What households will need to earn if prices increase by 19 percent

Households in every capital city will need a significant pay rise this year if they are hoping to enter the property market without being in mortgage stress, new analysis shows.

Financial comparison site RateCity has calculated the annual household income needed to buy now, based on current house price medians and comfortable mortgage repayments after laying down a 20 per cent deposit, and compared it with the projected annual household income needed to buy by the end of 2021.

Rate City found that if house prices reached the dizzying heights forecast by ANZ this year – rising by up to 19 per cent – households looking to buy would need up to $18,881 extra in their pay packet.

In Sydney, house prices are forecast to jump 19 per cent from the current median of $1,309,195 to $1,441,671 by the end of the year. While the annual income needed to avoid mortgage stress now is $186,592, by then that figure would hit $205,473. Mortgage stress is defined as paying more than 30 per cent of a household’s pre-tax income on the monthly mortgage repayments.

 

 

With that in mind, a salary increase or wage rise of this scale was unlikely, leaving many hopeful home owners priced out of big capital cities, according to RateCity research director Sally Tindall.

“It’s very much an uphill battle for anyone looking in Sydney and Melbourne who is trying to save for their first property,” Ms Tindall said. “Incomes just aren’t keeping up with property prices increases and that has the potential to start cutting people out of the market.

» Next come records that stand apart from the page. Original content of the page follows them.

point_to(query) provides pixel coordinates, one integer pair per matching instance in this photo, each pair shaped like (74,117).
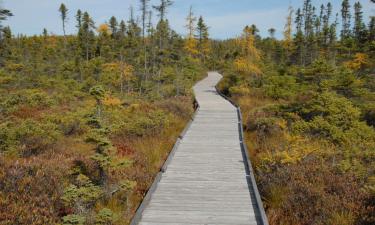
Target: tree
(246,64)
(191,42)
(162,8)
(203,38)
(98,93)
(79,19)
(359,29)
(4,14)
(86,34)
(113,25)
(371,29)
(288,41)
(144,11)
(346,16)
(63,14)
(272,32)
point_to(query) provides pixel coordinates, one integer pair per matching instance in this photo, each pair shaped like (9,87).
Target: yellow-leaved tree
(247,63)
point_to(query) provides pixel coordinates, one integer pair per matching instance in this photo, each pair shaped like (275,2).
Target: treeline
(87,119)
(308,105)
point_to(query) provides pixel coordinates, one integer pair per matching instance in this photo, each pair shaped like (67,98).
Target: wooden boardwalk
(205,181)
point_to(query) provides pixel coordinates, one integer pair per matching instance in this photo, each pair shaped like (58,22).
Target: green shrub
(105,217)
(280,87)
(74,220)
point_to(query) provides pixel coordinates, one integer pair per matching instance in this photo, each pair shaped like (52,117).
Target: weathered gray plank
(205,182)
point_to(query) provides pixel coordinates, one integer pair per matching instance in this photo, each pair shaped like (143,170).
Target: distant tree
(86,34)
(63,14)
(162,8)
(288,40)
(272,32)
(4,14)
(346,16)
(191,42)
(98,93)
(359,29)
(45,33)
(113,25)
(144,11)
(371,29)
(79,19)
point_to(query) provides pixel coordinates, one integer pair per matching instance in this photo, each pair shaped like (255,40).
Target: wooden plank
(205,181)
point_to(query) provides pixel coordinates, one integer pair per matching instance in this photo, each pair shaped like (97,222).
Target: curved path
(205,182)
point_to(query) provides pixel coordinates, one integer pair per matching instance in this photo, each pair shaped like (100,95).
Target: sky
(226,18)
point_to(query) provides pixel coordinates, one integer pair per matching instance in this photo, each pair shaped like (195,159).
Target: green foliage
(280,87)
(74,220)
(105,217)
(84,194)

And those people are most likely to be first-home buyers and low-income earners.”

Every capital city is forecast to record a double-digit increase in their median house price by the end of this year. Ms Tindall also urged prospective buyers to factor in future rate rises. “Even if you renegotiate your home loan, you need to factor in wiggle room to meet your monthly repayments.”

It is a similar picture for households looking to buy an apartment. Again, Sydney households face the brunt of the property pressures with an extra annual income of $16,742 needed to cover the projected median unit price of $868,510 without incurring mortgage stress.